Caca masih diam. Ia sama sekali tidak merespon Emi. Sebab, yang ia fikirkan adalah Atta. Bagaimana jika Atta meninggalkannya untuk kedua kalinya? Itulah yang difikirkan oleh gadis itu. Entah kenapa Caca sangat takut jika Atta meninggalkannya. Padahal, ia sudah mencoba untuk melupakan Atta. Cukup menganggap cowok itu sebagai teman.

"CACA!!"

Teriakan Emi itu sukses membuat Caca menoleh. Gadis itu begitu terkejut, "jangan teriak-teriak kali Em, mulut lo tuh kayak mercon."

"Lagian lo ditanya malah diem aja. Gue kan jadi sebel," jawab Emi dengan wajah sebalnya.

"Lo tanya apaan sih, lo tau, lo tuh udah ganggu gue. Barusan gue bayangin kalau gue tuh nge-date sama Taehyung," kata Caca malah mendapat sentilan dikeningnya.

"Kalau mau ngayal jangan ketinggian. Kita ini hidup di dunia nyata," kata Emi masih kesal dengan sahabatnya yang mulai sedikit lemot. Mungkin karena tertular darinya.

"Emang Taehyung bukan nyata? Dia nyata Em, lo pernah lihat langsung kan betapa tampannya Taehyung?"

Perkataan sahabatnya itu membuat Emi ingat saat ia menonton konser BTS setengah tahun yang lalu. Dia tahu kalau Taehyung nyata, dia setuju jika Taehyung itu tampan.
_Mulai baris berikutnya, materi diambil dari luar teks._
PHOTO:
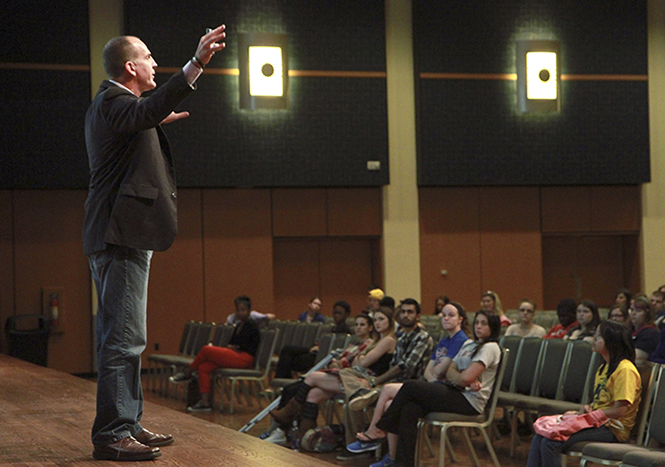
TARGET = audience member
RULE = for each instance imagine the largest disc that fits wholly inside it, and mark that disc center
(439, 303)
(365, 334)
(658, 307)
(374, 297)
(617, 394)
(295, 358)
(619, 312)
(255, 315)
(623, 297)
(644, 332)
(313, 312)
(239, 353)
(319, 386)
(466, 390)
(456, 324)
(387, 302)
(566, 311)
(526, 327)
(588, 319)
(414, 347)
(490, 301)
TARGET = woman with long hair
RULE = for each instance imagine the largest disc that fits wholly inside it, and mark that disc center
(466, 390)
(319, 386)
(490, 301)
(617, 391)
(456, 324)
(239, 353)
(588, 320)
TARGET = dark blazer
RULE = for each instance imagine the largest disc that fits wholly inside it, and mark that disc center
(132, 195)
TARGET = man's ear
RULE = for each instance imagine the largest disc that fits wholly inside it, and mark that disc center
(130, 68)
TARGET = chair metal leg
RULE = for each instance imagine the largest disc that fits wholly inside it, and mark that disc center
(469, 446)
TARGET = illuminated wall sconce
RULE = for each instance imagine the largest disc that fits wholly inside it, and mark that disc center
(538, 76)
(264, 71)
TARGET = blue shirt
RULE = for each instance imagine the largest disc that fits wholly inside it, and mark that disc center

Tapi dia tidak setuju jika sahabatnya itu melamun hanya untuk menghayal nge-date bersama Taehyung.

"Gue tahu Taehyung itu nyata plus tampan. Tapi lo gak perlu sampai ngayal nge-date sama Taehyung. Di sekolah ini banyak kok yang mau lo ajak nge-date," kata Emi dan Caca hanya menyengir.

"Lo habis dari mana sih Ca?" tanya Emi yang penasaran dengan perubahan sahabatnya itu.

"Toilet."

"Oh, trus kenapa muka lesu gitu?" tanya Emi lagi.

"Gapapa," jawab Caca malas, "oh ya Em, lo beneran dijodohin sama Ari?"

Pertanyaan Caca itu langsung membuat Emi semangat, "iyalah."

"Jadi sekarang lo terima perjodohan itu?" tanya Caca dengan muka datarnya. Membahas tentang perjodohan Emi dengan Atta membuatnya lesu.

"Ya pastilah Ca, ARI yang dijodohin sama gue, mana mungkin gue tolak," jawab Emi dengan senyum bahagianya.

"Heheh, trus Ari nerima gak perjodohan itu?" tanya Caca dan Emi mulai berfikir. Dan jawabannya pun hanya angkat bahu yang tandanya Emi tidak tahu.

"Tapi gue yakin Ari bakal terima perjodohan itu. Gue gak mau kesempatan ini hilang begitu saja," kata Emi masih tetep senyum walaupun ia tidak tahu jika kenyataannya akan begitu pahit baginya.

Emi memajukan wajahnya kepada sahabatnya itu, "lo gak ada perasaan kan sama Ari?"

Seketika Caca rasa waktu telah berhenti. Ia tidak tahu harus menjawab apa. Yang ia tahu sekarang dirinya dan Atta hanya sebatas teman. "Gak lah Em, gue sama Ari cuma sebatas teman."

Entah kenapa rasanya secercah bagian hatinya berteriak. Berteriak untuk menjawab 'ya'. Tapi kenapa mulutnya terasa kaku untuk berkata 'ya'.

"Syukur deh, jangan sampai lo nusuk gue dari belakang," kata Emi dengan tawanya. Caca pun berpura-pura tertawa. Padahal dirinya ingin sekali berkata bahwa 'Atta adalah miliknya'

~·~

"Gue gak boleh ngecewain Emi, biarin Emi bahagia," kata Caca sambil terus berjalan.
Mendengar bahwa Emi menerima perjodohan itu membuat hatinya tidak baik.